I see God connected to the clouds in my life as well. From the very beginning, Jesus has come to me in the dark clouds, though I have not always recognized His presence. I contracted polio as an infant, and was left a quadriplegic after the initial attack. From ages two through twelve, I underwent over 20 surgeries, enabling me to walk and function independently. To outsiders, my pronounced limp indicated my disability, which provoked untold bullying from my classmates. Indifferent to God and enraged at the world for my handicap, I spent most of my childhood in self-pity and anger. But at age 16, God used my weakness to point me to Christ. He promised to use my suffering. God showed me from Jn. 9:3 that “this happened so that the works of God might be displayed in [me].”
After my conversion, I was able to go away to college, work, get married, and have children, grateful that the hardest part of my disability was behind me. I loved making our home welcoming and especially enjoyed cooking. For fun, I painted landscapes, made jewelry, and designed scrapbooks, delighting in anything I could create with my hands.
But a debilitating injury and subsequent diagnosis brought my world crashing down. The doctors determined that the agony in my right arm was a result of post-polio syndrome and would never fully resolve. It wasn’t a muscle tear; it was an overuse injury. I needed to reduce the strain on it immediately. Radically. Permanently.
With apprehension, I researched post-polio, discovering that it is a degenerative condition resulting in escalating weakness and pain. My energy was like money in a bank–I could make withdrawals but not deposits. So every time I did something, I was depleting that precious reserve. Going forward, my energy could not be wasted on hobbies when I needed to be concerned about feeding myself later. I had to focus on the bare essentials.
I was utterly unprepared for this diagnosis. A 37-year-old wife and mother with two young children to raise shouldn’t have to deal with this.
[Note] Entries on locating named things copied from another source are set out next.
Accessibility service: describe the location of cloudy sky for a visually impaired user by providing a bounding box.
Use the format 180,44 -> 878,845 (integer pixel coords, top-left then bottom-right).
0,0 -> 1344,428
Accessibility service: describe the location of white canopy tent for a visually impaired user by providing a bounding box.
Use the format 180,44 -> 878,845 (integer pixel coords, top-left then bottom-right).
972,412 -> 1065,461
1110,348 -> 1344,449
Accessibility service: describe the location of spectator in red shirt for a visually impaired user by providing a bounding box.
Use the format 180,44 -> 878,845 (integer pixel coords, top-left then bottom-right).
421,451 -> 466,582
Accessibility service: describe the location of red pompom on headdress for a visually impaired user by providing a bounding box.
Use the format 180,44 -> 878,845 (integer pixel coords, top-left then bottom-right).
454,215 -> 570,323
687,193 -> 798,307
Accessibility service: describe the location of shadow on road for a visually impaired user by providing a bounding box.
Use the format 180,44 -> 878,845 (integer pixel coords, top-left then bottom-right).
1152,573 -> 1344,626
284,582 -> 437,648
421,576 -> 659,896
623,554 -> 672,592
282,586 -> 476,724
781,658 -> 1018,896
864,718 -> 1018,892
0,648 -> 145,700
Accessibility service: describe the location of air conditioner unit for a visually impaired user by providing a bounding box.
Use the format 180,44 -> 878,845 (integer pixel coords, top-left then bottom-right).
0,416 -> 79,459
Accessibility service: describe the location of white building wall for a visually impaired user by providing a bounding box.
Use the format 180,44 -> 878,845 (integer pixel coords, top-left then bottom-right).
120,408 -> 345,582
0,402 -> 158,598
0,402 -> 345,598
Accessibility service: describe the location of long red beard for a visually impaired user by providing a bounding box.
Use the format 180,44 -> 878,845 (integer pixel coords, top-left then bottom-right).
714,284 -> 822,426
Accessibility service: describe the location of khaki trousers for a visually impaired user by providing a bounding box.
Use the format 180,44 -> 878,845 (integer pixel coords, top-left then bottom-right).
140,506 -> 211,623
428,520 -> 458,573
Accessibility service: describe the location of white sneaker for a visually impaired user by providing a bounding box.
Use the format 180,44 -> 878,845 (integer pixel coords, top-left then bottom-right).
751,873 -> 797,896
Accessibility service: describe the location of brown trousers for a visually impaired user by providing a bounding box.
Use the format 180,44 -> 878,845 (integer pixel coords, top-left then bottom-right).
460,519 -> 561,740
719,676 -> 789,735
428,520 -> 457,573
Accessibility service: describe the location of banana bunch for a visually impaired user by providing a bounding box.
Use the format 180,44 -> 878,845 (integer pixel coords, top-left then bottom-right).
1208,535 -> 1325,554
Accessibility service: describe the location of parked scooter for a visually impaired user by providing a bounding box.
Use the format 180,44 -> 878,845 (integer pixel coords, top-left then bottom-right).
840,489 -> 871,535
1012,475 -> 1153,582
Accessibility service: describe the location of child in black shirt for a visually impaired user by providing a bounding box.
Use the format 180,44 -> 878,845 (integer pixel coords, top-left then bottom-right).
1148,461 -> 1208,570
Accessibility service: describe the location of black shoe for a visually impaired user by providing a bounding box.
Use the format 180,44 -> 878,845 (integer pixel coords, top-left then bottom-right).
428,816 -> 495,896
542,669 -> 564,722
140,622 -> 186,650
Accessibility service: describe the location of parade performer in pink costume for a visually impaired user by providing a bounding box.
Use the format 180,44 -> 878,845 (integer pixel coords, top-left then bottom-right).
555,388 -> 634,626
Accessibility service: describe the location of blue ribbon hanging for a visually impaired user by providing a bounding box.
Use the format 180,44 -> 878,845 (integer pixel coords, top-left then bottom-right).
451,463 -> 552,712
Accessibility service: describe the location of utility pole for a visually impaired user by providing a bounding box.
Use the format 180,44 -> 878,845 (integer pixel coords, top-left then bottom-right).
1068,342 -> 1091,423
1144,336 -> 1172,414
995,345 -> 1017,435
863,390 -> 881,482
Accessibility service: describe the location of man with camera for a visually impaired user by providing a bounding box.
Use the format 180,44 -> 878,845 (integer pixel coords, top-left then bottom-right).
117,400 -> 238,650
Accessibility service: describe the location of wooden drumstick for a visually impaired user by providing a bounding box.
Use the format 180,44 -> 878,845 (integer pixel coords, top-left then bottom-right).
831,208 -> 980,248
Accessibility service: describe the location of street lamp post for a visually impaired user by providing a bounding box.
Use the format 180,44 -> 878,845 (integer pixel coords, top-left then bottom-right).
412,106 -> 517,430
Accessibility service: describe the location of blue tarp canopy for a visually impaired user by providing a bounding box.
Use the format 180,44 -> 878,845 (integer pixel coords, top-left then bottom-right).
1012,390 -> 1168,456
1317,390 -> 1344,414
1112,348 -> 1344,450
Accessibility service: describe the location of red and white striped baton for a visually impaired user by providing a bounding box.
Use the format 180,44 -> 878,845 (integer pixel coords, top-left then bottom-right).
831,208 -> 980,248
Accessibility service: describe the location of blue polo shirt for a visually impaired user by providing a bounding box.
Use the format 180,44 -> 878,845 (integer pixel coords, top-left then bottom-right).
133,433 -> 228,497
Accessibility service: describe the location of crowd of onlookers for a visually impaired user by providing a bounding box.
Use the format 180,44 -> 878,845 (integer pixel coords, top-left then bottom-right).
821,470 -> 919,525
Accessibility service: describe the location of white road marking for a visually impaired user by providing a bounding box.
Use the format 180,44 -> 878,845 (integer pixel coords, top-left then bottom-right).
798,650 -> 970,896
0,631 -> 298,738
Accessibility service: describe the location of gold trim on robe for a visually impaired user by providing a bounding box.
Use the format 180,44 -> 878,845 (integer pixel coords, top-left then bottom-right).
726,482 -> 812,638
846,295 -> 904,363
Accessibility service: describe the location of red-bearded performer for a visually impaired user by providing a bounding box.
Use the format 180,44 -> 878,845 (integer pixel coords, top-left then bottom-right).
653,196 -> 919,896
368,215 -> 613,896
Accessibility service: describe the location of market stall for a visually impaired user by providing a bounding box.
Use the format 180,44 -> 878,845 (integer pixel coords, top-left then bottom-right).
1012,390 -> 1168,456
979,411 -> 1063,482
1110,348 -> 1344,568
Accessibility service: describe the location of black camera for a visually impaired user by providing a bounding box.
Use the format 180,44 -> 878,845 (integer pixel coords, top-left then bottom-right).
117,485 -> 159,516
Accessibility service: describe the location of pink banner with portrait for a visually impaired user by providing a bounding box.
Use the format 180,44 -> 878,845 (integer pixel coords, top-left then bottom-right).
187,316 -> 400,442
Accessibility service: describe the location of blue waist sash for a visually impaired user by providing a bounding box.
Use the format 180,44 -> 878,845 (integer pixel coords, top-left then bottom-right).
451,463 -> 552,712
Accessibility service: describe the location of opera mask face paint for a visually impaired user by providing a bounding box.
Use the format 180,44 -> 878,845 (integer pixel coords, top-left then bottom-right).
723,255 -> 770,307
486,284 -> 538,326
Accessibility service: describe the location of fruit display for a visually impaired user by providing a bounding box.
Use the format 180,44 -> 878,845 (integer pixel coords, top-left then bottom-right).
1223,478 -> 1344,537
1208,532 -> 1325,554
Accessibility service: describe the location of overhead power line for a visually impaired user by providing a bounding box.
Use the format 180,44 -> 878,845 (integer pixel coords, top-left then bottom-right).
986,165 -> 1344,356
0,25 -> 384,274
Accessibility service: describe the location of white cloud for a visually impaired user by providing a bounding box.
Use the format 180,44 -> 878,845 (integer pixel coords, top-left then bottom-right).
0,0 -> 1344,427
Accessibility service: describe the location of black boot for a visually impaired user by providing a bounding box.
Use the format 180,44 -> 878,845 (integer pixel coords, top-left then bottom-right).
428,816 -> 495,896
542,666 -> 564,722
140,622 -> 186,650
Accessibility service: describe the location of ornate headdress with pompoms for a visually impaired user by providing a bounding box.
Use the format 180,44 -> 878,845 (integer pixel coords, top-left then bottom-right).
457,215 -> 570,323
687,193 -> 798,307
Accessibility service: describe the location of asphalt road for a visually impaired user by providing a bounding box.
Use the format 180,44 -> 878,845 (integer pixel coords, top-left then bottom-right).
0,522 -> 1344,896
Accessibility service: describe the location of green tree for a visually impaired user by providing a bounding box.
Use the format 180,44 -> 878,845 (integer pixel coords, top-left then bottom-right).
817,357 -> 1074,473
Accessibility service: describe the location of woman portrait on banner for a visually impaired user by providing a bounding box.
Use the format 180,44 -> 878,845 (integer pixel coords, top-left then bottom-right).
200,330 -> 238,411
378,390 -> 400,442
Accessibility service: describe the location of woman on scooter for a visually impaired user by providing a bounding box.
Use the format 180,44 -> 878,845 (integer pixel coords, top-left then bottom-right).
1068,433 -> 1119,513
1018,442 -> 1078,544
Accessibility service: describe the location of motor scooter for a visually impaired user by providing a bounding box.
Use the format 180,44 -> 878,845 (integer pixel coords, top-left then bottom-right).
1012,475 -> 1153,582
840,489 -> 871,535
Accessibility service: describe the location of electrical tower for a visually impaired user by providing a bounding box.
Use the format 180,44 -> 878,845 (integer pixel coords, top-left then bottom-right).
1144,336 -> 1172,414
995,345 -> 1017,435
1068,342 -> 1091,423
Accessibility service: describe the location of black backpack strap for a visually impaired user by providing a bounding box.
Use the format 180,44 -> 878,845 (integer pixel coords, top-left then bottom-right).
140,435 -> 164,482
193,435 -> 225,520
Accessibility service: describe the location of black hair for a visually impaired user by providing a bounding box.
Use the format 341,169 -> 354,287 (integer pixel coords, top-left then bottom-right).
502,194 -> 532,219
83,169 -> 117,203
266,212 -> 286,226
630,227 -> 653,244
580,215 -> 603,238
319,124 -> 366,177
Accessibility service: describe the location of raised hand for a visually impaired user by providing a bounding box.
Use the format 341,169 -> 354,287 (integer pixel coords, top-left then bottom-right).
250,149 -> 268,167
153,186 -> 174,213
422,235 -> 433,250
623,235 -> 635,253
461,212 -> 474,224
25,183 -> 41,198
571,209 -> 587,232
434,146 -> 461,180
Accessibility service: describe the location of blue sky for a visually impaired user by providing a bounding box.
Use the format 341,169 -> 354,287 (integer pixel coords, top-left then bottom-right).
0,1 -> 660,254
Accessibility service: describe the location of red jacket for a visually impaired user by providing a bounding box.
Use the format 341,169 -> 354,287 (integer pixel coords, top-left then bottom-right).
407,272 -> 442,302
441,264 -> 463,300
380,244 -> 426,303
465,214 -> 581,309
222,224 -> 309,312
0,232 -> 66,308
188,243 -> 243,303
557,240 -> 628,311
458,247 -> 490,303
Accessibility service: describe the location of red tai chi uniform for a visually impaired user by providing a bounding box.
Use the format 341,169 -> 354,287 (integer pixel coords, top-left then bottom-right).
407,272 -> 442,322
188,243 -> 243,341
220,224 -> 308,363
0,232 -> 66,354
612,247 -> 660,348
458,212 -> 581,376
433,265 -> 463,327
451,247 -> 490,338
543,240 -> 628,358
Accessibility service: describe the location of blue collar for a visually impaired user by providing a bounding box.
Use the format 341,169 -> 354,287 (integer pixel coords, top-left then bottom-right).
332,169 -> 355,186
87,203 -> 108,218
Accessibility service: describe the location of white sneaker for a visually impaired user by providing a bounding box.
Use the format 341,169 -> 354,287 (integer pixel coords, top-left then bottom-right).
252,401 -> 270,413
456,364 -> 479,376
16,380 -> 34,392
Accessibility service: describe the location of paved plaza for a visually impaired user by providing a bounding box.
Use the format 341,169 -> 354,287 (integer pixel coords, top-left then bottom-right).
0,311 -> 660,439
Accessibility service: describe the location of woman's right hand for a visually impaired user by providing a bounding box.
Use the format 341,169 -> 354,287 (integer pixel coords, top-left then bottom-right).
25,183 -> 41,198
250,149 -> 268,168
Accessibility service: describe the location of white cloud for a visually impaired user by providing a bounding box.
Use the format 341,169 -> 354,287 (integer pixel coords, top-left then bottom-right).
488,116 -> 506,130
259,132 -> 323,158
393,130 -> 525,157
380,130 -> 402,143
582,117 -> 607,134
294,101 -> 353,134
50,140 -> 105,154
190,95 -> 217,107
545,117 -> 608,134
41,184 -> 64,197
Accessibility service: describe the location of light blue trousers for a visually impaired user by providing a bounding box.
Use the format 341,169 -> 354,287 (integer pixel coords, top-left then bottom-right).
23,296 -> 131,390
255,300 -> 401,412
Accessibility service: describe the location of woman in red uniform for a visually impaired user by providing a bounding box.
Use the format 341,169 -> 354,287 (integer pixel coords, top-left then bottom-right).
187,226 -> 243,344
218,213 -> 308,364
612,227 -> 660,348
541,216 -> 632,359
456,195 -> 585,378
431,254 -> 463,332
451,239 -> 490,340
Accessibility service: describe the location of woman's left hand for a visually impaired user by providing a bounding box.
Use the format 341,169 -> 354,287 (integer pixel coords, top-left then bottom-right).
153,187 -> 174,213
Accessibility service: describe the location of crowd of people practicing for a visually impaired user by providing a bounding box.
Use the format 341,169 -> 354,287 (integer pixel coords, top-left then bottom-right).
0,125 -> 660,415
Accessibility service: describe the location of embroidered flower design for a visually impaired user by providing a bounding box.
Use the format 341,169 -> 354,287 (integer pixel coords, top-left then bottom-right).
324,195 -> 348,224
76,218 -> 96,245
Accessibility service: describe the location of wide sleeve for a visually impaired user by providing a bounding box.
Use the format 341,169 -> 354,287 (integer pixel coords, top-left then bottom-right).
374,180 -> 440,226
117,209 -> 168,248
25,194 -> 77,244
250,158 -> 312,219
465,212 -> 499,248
It was unthinkable that I could one day, maybe soon, be in a wheelchair full-time, unable to care for myself. “How could God do this to me?” I fumed. I had been faithful. I had already suffered with a handicap my entire life, but had learned to adjust. How could I handle these new developments?
Facing the loss wasn’t easy. I stopped scrapbooking and boxed up my room full of supplies. I gave up painting and jewelry-making and canceled my subscriptions to cooking magazines. I made simple meals and entertained less. While all of these losses were difficult, losing my independence was excruciating. I constantly had to ask for help to do simple tasks, things I longed to do for myself.
One night in desperation, I screamed aloud, begging the Lord to help me. For months, God had seemed distant, aloof, uncaring, mostly because I wanted it that way. I didn’t want to trust Him. He had let me down. But I finally surrendered. I knew I needed Him. I needed His comfort, His presence, His guidance. And God showed up in incredible ways. As I sat pouring over my Bible, I stopped at John 11, where Jesus intentionally delays His visit when He hears His friend Lazarus is sick. He delays because He loves their family. He delays so that they will see the glory of God. He says to Martha, “If you believe, you will see the glory of God.”
I let those words sink in. It was if God was speaking to me. He loved me enough not to rescue me. He had a bigger purpose for my suffering. And as I sat with my Bible, tears streaming down my face, the presence of the Lord filled the room. I was undone. It was almost more than I could take in. I joined the Israelites who saw the glory of the Lord on the mountain, shrouded in black clouds and deep darkness.
When things are good and life is sunny, I may have God’s temporal blessings, but His presence is felt more intensely in the struggle. John Piper quotes Samuel Rutherford saying, “The Great King keeps His finest wine in the cellar of affliction.” Piper adds, “And He doesn’t bring it out to the veranda on sunny days.” There is an intimacy with God we can only experience in the dark.
God has used the cellar of affliction, the dark storms in my life, in untold ways. Though I would not choose them, I know that God is working in them to refine my character, to teach me about Himself, and to bring Him glory. And I have learned that when He brings clouds into my life, He brings Himself. When my circumstances overwhelm me and my hope is slipping away, the only thing I can do is cling to God. And when I do, something extraordinary happens. God shows me His glory.
This glimpse of His glory overshadows my suffering. My focus is no longer on removing my trial; it is riveted on having more of Him. As the Mercy Me song declares, “Give me anything that brings you glory. And I know there’ll be days, when this life brings me pain, but if that’s what it takes to praise you – Jesus bring the rain.”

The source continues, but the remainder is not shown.